D'un côté, le premier ministre Erdogan téléphone à la romancière Elif Safak, acquittée, pour lui déclarer sa satisfaction. De l'autre, il laisse les partis nationalistes faire exclure des prochaines réformes le fameux article 301 du code pénal, celui qui envoie en prison toute personne "dénigrant l'identité turque". Les termes de cette loi sont si vagues qu'ils permettent aux nationalistes de fouler aux pieds les engagements de la Turquie envers l'UE sur la liberté d'expression.
D'un côté, Erdogan proclame une politique de "torture, tolérance zéro". De l'autre, les cas de tortures allégués se poursuivent, confortés par les nouvelles techniques d'interrogatoire des Américains. Dans le sud-est de la Turquie, se multiplient exécutions sommaires, enlèvements, attentats et tortures perpétrés par les services de sécurité, qui alimentent ainsi en nouveaux sympathisants les troupes de la guérilla (le PKK). Dans cette région, près de 15 millions de Kurdes sont pris en otage entre la guérilla et l'armée. Pour les experts de l'UE, et pour le gouvernement turc, le problème de la minorité kurde n'est qu'une question de niveau de vie...
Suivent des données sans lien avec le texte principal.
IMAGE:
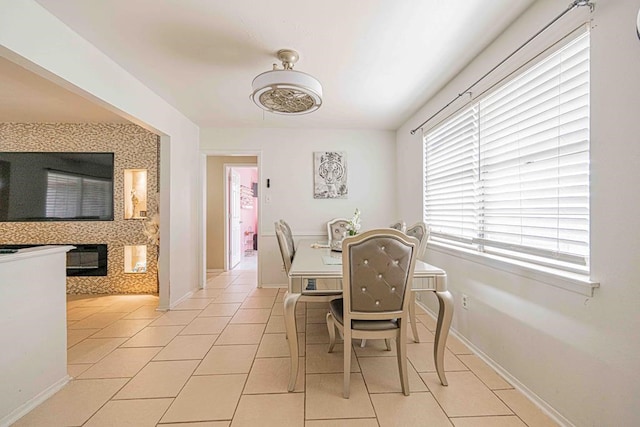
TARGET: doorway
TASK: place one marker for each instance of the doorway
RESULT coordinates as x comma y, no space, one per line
242,217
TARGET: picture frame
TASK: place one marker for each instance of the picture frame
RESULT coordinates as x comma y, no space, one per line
330,175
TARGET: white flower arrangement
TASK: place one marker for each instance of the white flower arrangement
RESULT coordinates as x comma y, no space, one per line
354,223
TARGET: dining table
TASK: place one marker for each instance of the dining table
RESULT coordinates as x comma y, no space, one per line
316,275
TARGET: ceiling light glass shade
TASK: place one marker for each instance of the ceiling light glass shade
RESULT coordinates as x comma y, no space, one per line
287,92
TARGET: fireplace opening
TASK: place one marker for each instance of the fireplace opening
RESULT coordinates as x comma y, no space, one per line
84,260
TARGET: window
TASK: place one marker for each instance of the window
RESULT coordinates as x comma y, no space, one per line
74,196
508,175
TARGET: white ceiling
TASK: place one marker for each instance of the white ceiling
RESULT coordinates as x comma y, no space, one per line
378,60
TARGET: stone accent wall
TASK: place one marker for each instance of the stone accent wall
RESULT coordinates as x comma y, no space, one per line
133,148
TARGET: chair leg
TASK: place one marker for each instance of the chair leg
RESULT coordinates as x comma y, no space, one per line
331,326
347,362
401,346
412,316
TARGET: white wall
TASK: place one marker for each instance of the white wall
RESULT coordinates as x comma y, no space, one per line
287,161
580,355
38,41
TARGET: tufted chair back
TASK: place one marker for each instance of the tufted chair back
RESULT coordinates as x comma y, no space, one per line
420,231
336,229
400,225
285,250
379,269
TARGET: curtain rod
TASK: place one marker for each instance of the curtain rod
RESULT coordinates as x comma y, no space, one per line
573,5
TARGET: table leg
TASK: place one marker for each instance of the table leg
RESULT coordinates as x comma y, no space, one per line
290,301
445,314
412,317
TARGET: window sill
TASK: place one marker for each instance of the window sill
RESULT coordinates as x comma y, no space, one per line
561,279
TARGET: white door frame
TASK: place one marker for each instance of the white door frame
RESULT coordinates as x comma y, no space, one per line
203,223
227,209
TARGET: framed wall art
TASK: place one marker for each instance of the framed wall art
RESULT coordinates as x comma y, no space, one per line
330,175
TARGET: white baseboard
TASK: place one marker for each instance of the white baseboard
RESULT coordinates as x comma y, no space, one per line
533,398
28,406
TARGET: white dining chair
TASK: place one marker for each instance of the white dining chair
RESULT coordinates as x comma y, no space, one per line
377,269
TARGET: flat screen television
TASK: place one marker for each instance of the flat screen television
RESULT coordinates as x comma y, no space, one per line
53,186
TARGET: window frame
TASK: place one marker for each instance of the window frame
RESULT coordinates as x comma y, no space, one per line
564,275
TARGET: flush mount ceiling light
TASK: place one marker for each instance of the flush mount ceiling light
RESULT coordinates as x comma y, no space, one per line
285,91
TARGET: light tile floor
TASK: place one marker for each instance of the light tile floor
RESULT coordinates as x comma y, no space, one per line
220,358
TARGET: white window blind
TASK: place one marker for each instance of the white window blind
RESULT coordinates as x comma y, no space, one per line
509,174
73,196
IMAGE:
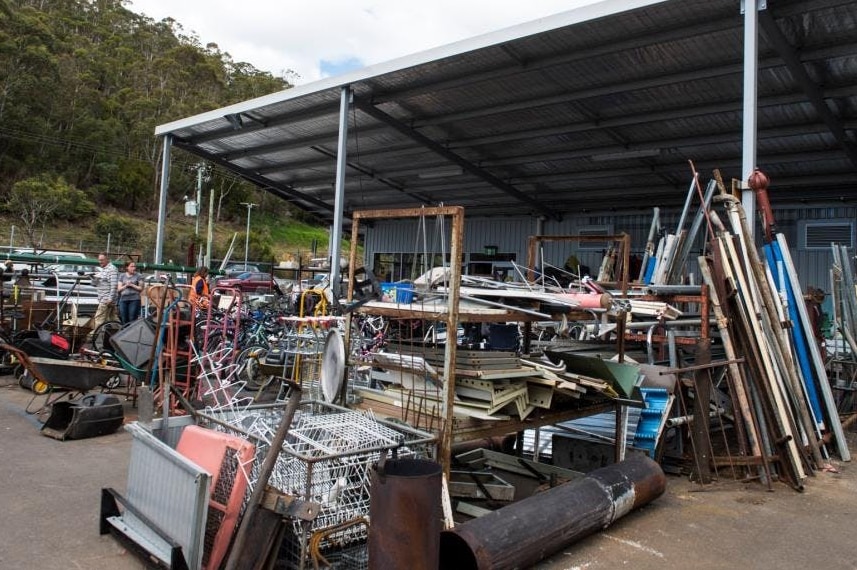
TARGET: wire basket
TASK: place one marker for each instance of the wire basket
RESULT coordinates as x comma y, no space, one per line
326,459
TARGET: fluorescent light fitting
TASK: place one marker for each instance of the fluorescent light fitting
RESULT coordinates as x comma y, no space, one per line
642,153
441,173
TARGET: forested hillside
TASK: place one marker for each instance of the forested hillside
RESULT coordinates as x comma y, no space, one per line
83,83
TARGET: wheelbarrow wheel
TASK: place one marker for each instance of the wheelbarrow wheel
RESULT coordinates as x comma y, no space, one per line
101,336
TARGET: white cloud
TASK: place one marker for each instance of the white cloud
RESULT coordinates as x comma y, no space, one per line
289,35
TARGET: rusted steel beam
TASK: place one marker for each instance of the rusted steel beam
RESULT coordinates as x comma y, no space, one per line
637,337
521,534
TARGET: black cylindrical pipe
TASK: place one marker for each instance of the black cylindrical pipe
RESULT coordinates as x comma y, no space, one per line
521,534
405,515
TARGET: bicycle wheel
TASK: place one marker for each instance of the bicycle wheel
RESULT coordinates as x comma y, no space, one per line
101,336
249,363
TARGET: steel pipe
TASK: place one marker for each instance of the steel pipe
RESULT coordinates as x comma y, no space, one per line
521,534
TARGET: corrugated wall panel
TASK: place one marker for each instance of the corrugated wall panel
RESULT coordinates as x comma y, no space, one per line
510,235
D'un côté, M. Abdullah Gül assure à Bruxelles que des réformes sont en cours, de l'autre, les législateurs turcs ignorent les règles de précision et d'exactitude en vigueur dans toute législation démocratique. Ainsi, la nouvelle loi antiterroriste, votée en juin, est si mal rédigée qu'elle peut faire inculper comme terroriste n'importe quel Kurde pacifique, n'importe quel journaliste exerçant son métier. La Turquie, prochaine fiancée de l'Europe selon les voeux de M. Abdullah Gül, est en pleine crise d'identité. Elle est certes malade. Mais ne la rejetons pas : aidons-la plutôt à guérir.
Claude Edelmann, cinéaste, est membre du Collectif pour les droits de l'homme en Turquie.